Le 11 avril 2025, Max Romeo tire sa révérence à l’âge de 80 ans. Hospitalisé depuis trois jours à Saint Andrew Parish, il souffrait de complications cardiaques et respiratoires. Il s’est éteint entouré des siens, dans la paix.

Cette nouvelle bouleverse les fans du monde entier. Un grand-père du reggae, un sage, un guide vient de nous quitter.

🌍 Une onde d’émotion planétaire

Dès l’annonce de sa mort, les hommages affluent : médias jamaïcains, artistes internationaux, scènes indépendantes et majors… tous saluent une légende.

Les festivals comme No Logo, Dub Camp ou Rototom Sunsplash lui dédient des sets spéciaux. Des radios reggae diffusent en boucle ses titres cultes. Sur les réseaux, les hommages s’enchaînent, sincères, chargés d’émotion.

En France, en Jamaïque, en Afrique, au Japon… Max Romeo laisse une trace profonde et universelle, bien au-delà du reggae.

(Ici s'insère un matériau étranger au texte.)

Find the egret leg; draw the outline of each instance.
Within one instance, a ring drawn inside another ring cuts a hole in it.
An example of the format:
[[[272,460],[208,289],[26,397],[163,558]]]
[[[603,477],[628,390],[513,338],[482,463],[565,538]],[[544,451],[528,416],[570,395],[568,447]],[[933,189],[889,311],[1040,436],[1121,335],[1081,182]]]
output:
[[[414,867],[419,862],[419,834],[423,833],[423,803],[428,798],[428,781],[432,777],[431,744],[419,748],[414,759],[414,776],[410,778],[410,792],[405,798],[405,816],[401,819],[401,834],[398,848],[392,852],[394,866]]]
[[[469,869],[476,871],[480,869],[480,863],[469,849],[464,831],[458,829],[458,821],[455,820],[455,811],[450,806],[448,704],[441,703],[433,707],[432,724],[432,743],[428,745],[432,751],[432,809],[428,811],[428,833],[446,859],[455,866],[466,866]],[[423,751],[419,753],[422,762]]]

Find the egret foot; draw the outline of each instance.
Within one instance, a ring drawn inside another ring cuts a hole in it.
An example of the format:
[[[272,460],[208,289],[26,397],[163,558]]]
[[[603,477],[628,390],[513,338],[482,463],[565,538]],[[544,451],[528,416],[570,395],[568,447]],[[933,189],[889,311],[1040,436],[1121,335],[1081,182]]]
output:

🎶🌿 Un Héritage Toujours Vivant

💽 Une discographie riche et consciente

Max Romeo, c’est plus de 20 albums studio : Revelation Time, Holding Out My Love To You, Selassie I Forever, World of Ghouls… et bien sûr le mythique War Ina Babylon.

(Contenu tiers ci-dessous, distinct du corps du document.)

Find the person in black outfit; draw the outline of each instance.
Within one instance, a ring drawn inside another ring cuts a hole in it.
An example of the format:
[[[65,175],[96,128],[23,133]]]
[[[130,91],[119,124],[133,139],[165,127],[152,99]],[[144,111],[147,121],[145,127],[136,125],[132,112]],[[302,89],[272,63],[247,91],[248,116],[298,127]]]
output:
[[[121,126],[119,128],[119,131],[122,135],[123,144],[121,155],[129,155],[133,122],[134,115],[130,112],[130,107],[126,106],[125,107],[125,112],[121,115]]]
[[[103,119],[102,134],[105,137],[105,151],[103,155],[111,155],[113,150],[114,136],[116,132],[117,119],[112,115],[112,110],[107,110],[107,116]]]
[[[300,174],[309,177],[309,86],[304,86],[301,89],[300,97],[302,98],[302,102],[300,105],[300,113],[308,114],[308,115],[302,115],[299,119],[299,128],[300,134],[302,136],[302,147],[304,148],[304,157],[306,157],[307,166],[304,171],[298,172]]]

Il a chanté l’amour, la révolte, la foi, l’injustice… avec une cohérence rare. Son œuvre est une bibliothèque du reggae conscient, un trésor pour les amateurs de lyrics profonds et de riddims racés.

🌿 Une icône de la culture ganja

Sans jamais tomber dans la caricature, Max Romeo a toujours défendu une vision sacrée et respectueuse du cannabis. Il en parlait comme d’un lien à la Terre, à la spiritualité, à l’élévation.

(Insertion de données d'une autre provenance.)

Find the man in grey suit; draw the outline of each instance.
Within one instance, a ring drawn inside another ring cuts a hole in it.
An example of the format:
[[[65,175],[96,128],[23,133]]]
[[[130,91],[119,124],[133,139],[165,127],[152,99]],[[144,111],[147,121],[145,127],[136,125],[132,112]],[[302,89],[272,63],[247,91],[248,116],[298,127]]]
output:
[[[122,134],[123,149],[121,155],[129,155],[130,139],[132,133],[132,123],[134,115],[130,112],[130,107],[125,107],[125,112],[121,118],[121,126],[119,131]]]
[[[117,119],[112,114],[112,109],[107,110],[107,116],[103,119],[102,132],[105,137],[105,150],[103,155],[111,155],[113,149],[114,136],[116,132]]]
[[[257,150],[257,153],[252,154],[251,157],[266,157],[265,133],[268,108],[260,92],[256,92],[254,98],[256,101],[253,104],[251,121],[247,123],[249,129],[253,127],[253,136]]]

🔥 Un modèle pour les générations futures

Son engagement, sa constance, sa parole libre font de lui un exemple pour les artistes d’aujourd’hui. Des musiciens à ses propres enfants, nombreux sont ceux qui s’inspirent de sa trajectoire : rester vrai, rester fort, rester debout.

Max Romeo est parti, mais sa musique, elle, reste en mouvement.

🎯 Conclusion & Recos

Max Romeo ne laisse pas seulement derrière lui une série d’albums.
Il laisse un souffle. Une sagesse. Un engagement musical qui continue d’éclairer ceux qui écoutent avec le cœur.

Il incarne ce que le reggae a de plus fort : une voix pour les sans-voix, une flamme pour les consciences, une vibration pour les âmes libres.

Chez OG HUNTER, on salue ce grand frère rasta avec respect et gratitude.
Que ce soit à travers une session chill, une réflexion en solo ou un partage entre amis, sa musique continue de guérir, d’élever, de connecter.

🧩 Pour aller plus loin

🎧 Envie d’explorer encore plus l’univers de Max Romeo ?
Le site Reggae.fr lui consacre un magnifique dossier hommage, des interviews exclusives, des vidéos rares et une retransmission spéciale sur leur Webradio.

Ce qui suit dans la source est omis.